Uncertainty Quantification

MC/DC supports sampling-based (non-intrusive) uncertainty quantification (UQ). The fundamental challenge in combining UQ with Monte Carlo transport is that the solver itself introduces stochastic noise, which can bias or obscure the UQ statistics of interest.

Variance Deconvolution

The core technique implemented in MC/DC is the variance deconvolution estimator. When uncertain input parameters (e.g., cross sections, densities) are sampled across multiple realizations, the total observed variance in the output contains contributions from both the parametric uncertainty and the Monte Carlo statistical noise.

By the law of total variance,

\[\text{Var}[Y] = \text{Var}[\mathbb{E}[Y \mid \theta]] + \mathbb{E}[\text{Var}[Y \mid \theta]]\]

where \(Y\) is the quantity of interest and \(\theta\) represents the uncertain parameters. The first term is the UQ variance we want to estimate, while the second term is the MC noise that must be subtracted. The variance deconvolution estimator uses the batched variance estimates from each realization to separate these two contributions, enabling accurate UQ variance computation even when the MC noise is significant.

Implementation

MC/DC uses a dedicated RNG stream (SEED_SPLIT_UQ) for UQ samples, keeping them statistically independent from the transport random walks.
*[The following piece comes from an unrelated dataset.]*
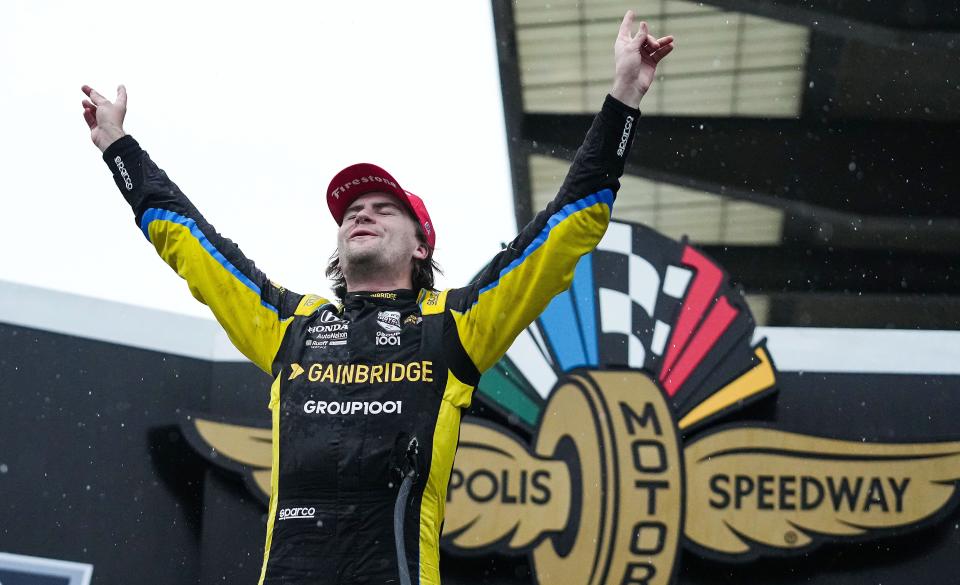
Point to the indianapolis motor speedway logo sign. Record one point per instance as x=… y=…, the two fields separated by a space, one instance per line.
x=618 y=383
UQ variance statistics are stored in the output HDF5 file alongside the standard tally results, allowing post-processing of both the mean response and its parametric uncertainty.

For more details, see:

      1. Clements, G. Geraci, A. J. Olson, and T. S. Palmer. “A variance deconvolution estimator for efficient uncertainty quantification in Monte Carlo radiation transport applications.” JQSRT (2024). DOI 10.1016/j.jqsrt.2024.108958.

      1. Clements, G. Geraci, A. J. Olson, and T. S. Palmer. “Global Sensitivity Analysis in Monte Carlo Radiation Transport.” M&C 2023.